Over the last few months, the foreign exchange market has been more sensitive to Central bank policy measures than at any other time in decades. However, the problem for the Central banks is that the FX market has largely not responded in the direction that they have intended. This is best illustrated by this year’s monetary transmission efforts by the Bank of Japan (BoJ).
The BoJ has, from a percentage of GDP basis, easily been the most aggressive of the all the G-7 central banks with the BoJ’s balance sheet reaching JPY 450 trillion early last month. Despite this aggressive easing, the BoJ has not come close to its three main policy goals of increasing consumer demand, kick-starting GDP growth and pushing domestic inflation back above 2%.
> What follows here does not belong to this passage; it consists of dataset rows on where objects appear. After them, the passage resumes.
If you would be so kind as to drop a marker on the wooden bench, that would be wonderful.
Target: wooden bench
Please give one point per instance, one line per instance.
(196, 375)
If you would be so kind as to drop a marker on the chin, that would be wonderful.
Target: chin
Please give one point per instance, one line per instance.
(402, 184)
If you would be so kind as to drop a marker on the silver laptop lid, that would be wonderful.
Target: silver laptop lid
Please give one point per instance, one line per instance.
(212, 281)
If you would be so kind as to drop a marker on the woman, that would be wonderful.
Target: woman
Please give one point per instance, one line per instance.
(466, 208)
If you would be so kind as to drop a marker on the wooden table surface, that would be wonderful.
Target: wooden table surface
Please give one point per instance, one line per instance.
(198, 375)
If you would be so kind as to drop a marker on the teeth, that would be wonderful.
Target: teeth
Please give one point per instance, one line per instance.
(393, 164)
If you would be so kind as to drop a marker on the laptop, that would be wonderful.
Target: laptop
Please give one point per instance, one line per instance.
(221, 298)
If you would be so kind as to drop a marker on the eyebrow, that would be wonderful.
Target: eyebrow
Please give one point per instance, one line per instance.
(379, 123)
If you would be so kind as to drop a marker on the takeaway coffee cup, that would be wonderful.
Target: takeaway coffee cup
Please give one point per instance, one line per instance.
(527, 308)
This impossible trinity of inflation, consumption and GDP growth took another hit today when the BoJ failed to satisfy the market with its most recent addition to the long running QQE policy. The Bank of Japan expanded its purchases of exchange-traded funds and doubled the size of a U.S. dollar lending program, while refraining from boosting the pace of government-bond purchases that have formed the main part of its monetary stimulus.
The central bank kept its annual target for expanding the monetary base at 80 trillion yen ($779 billion), done mainly through an equivalent increase in government bond holdings. It also left untouched the minus 0.1 % rate for a portion of commercial banks’ reserves. A dollar-lending program was expanded to $24 billion.